From instant digital onboarding to real-time transaction controls and EMI conversions via a smartphone, OneCard proved that even the most traditional financial products could be reinvented with a tech-first approach. This lesson is especially relevant for entrepreneurs tackling industries burdened with outdated systems — innovation doesn’t always mean creating something entirely new; it can also mean transforming the old.
Before launching OneCard, the founders first released OneScore — a free credit score tracking app with no ads, spam, or pushy selling. This strategic move earned user trust in an ecosystem where financial products are often met with skepticism.
By offering real value upfront and respecting user privacy, they created a solid foundation for OneCard’s eventual launch. “OneScore wasn’t a product for profit. It was a trust-building step. That made OneCard’s entry credible,” shared Anurag Sinha. Entrepreneurs can learn that building a long-term brand sometimes requires offering value without immediate returns — trust, once earned, compounds.
OneCard’s obsession with simplicity and design is evident in both the app interface and the physical card. Every interaction was designed to feel effortless — from swiping through statements to freezing the card with a tap.
The metal card itself, numberless for security and aesthetics, became a symbol of modern financial empowerment. This attention to UX helped OneCard stand out in a market crowded with offers and jargon. For entrepreneurs, this reinforces the idea that design and speed are not luxuries — they’re core to product success in a user-driven world.
Instead of applying for an NBFC license or becoming a full-stack bank, OneCard chose to partner with regulated banking institutions like SBM Bank and South Indian Bank. These partnerships allowed them to navigate India’s strict financial regulations while retaining end-to-end control over the customer journey through their proprietary tech stack.
This smart approach reduced time to market, ensured compliance, and built mutual credibility. The takeaway? Strategic partnerships can be far more efficient than trying to own the entire value chain — especially in regulated sectors.
OneCard’s marketing success came not from flashy campaigns, but from building a product people wanted to talk about. The card’s sleek design, frictionless onboarding, and high app ratings led to organic buzz and strong referral loops.
As Vibhav Hathi noted, “We never pushed the card aggressively. We let the product speak. That built authenticity.” Entrepreneurs should remember that when the product truly solves a pain point and delights users, those users become your best marketers — reducing the need for heavy advertising and lowering CAC in the long run.

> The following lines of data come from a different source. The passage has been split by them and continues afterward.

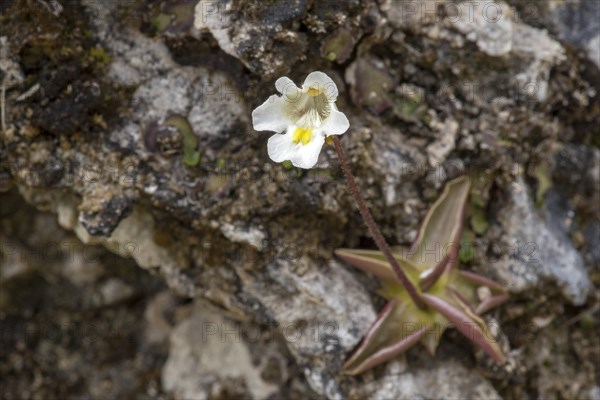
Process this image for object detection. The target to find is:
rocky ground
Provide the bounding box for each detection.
[0,0,600,399]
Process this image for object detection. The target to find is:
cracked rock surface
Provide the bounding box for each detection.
[0,0,600,399]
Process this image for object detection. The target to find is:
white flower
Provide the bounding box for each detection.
[252,71,350,168]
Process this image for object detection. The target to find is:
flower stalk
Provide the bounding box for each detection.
[332,136,426,309]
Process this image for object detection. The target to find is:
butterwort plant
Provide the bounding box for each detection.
[252,71,508,375]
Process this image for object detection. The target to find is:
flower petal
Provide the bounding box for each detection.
[252,94,291,132]
[321,105,350,136]
[275,76,300,96]
[302,71,338,102]
[267,133,297,162]
[290,132,325,169]
[267,126,325,169]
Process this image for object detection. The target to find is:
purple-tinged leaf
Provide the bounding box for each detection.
[343,300,428,375]
[408,176,470,286]
[421,293,505,364]
[448,270,508,314]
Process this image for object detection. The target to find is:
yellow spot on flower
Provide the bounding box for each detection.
[307,87,321,97]
[292,128,312,144]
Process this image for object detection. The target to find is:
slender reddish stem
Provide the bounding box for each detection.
[333,136,426,309]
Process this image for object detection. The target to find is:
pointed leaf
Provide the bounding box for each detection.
[408,176,470,279]
[335,249,416,284]
[421,313,450,356]
[422,293,505,364]
[343,300,428,375]
[448,270,508,314]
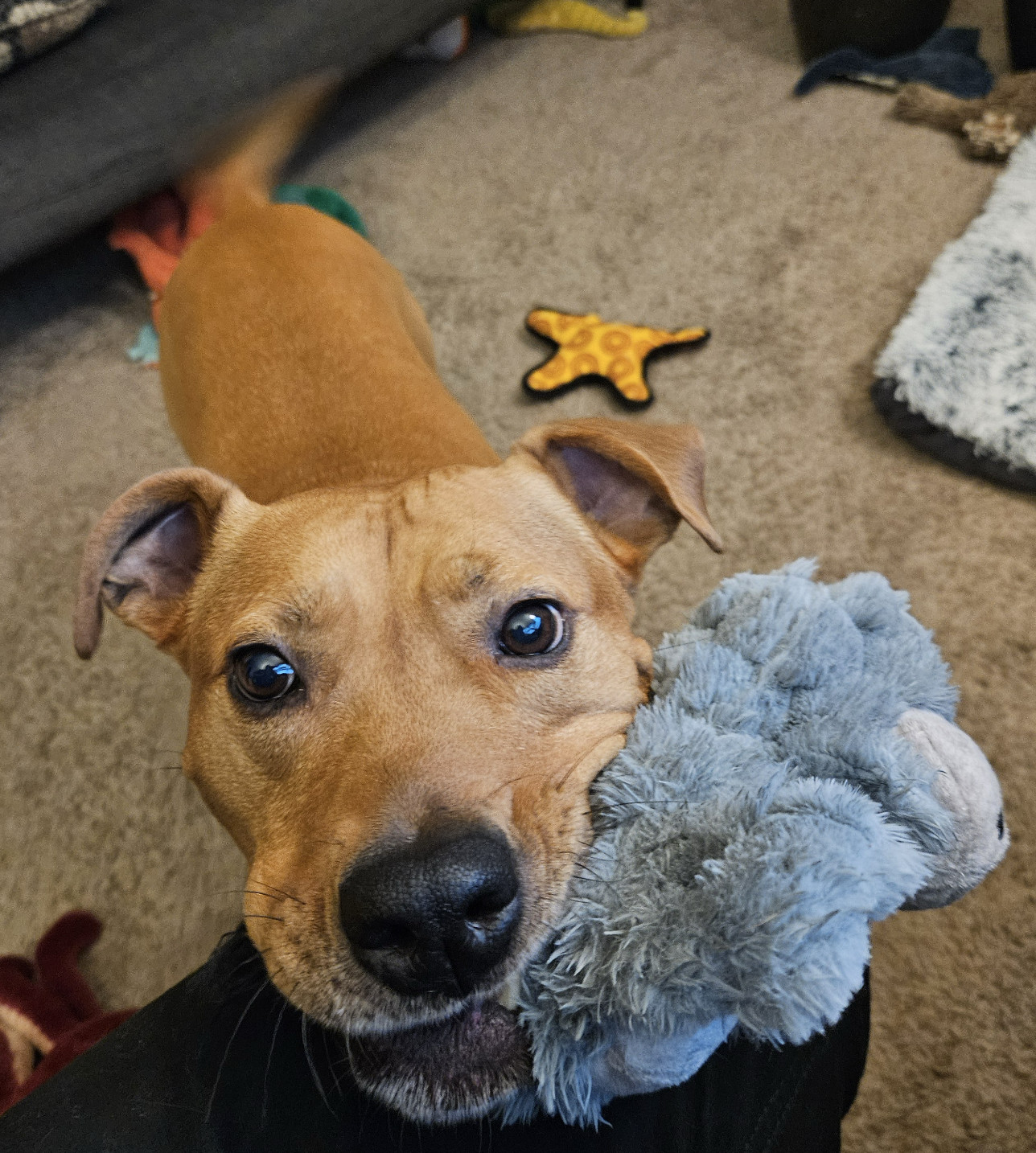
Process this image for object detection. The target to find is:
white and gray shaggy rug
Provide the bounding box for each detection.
[871,133,1036,491]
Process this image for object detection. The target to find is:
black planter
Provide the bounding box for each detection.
[1004,0,1036,72]
[790,0,949,64]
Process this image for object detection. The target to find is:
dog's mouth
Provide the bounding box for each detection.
[348,999,532,1124]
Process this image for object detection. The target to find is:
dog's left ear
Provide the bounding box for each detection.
[515,417,723,581]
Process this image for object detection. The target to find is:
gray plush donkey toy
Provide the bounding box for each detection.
[504,560,1009,1124]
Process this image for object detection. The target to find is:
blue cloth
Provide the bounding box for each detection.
[795,27,993,99]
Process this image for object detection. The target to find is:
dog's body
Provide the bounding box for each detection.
[76,76,719,1119]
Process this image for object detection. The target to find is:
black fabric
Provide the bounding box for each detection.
[871,380,1036,492]
[0,0,466,269]
[0,929,870,1153]
[1004,0,1036,72]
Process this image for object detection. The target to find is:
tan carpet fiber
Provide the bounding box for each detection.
[0,0,1036,1153]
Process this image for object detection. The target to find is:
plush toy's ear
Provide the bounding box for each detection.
[72,468,238,659]
[515,417,723,581]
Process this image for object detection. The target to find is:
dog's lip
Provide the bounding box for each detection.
[348,999,532,1123]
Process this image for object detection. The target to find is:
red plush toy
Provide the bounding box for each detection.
[0,911,133,1113]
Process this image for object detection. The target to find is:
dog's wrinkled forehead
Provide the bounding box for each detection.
[191,468,624,659]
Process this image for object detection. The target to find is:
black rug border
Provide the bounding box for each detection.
[871,377,1036,492]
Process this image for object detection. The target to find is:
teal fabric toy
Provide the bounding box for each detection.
[125,184,368,367]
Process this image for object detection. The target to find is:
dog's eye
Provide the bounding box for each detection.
[500,601,564,656]
[231,646,298,702]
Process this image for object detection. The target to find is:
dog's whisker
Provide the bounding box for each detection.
[205,978,271,1124]
[298,1013,338,1118]
[260,999,289,1123]
[252,877,306,905]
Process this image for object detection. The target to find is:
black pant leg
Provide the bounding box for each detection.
[0,932,870,1153]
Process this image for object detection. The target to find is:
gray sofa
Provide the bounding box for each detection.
[0,0,470,270]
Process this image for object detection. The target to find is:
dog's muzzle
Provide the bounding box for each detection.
[339,820,521,997]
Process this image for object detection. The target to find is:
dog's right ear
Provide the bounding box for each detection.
[72,468,238,659]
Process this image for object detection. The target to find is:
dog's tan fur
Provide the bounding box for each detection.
[893,72,1036,160]
[75,79,719,1116]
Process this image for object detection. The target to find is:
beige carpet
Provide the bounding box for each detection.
[0,0,1036,1153]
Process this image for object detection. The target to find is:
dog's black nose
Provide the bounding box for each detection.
[338,821,521,996]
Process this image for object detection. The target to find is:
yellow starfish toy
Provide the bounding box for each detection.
[487,0,648,37]
[521,308,709,408]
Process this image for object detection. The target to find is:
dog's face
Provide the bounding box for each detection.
[76,421,719,1119]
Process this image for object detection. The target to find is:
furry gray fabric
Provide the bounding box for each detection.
[508,560,1007,1124]
[876,136,1036,473]
[0,0,109,72]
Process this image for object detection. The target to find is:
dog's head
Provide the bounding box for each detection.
[75,420,719,1119]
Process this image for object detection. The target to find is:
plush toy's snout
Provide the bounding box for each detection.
[896,709,1010,909]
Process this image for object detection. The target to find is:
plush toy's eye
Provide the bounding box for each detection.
[500,601,565,656]
[231,645,298,704]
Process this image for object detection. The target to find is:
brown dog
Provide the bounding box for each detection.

OneCard’s journey from an idea to a billion-dollar fintech brand illustrates how deep customer insight, technological reinvention, and strategic execution can disrupt even the most established sectors. In a market dominated by legacy banks and credit institutions, OneCard stood out by challenging the status quo — offering a product that was sleek, intuitive, and designed for the digital age. The team’s prior experience in financial services, coupled with their commitment to design, trust, and user empowerment, laid the foundation for a powerful and scalable product.
What makes OneCard’s success especially compelling is its deliberate and sustainable path to growth. By launching OneScore first to build credibility, partnering wisely with banks to navigate regulation, and relying on organic user love rather than expensive ad campaigns, OneCard demonstrated that product-led growth is not just theory — it works. As the company expands into new geographies and financial services, its playbook offers a roadmap for how modern startups can win in crowded, regulated markets.
“We believe in building products that speak for themselves — not ones that scream for attention,”— Anurag Sinha, Co-founder & CEO, OneCard.
For aspiring entrepreneurs, OneCard’s story is a reminder that innovation, when paired with empathy and execution, can create extraordinary impact — even in the most traditional industries.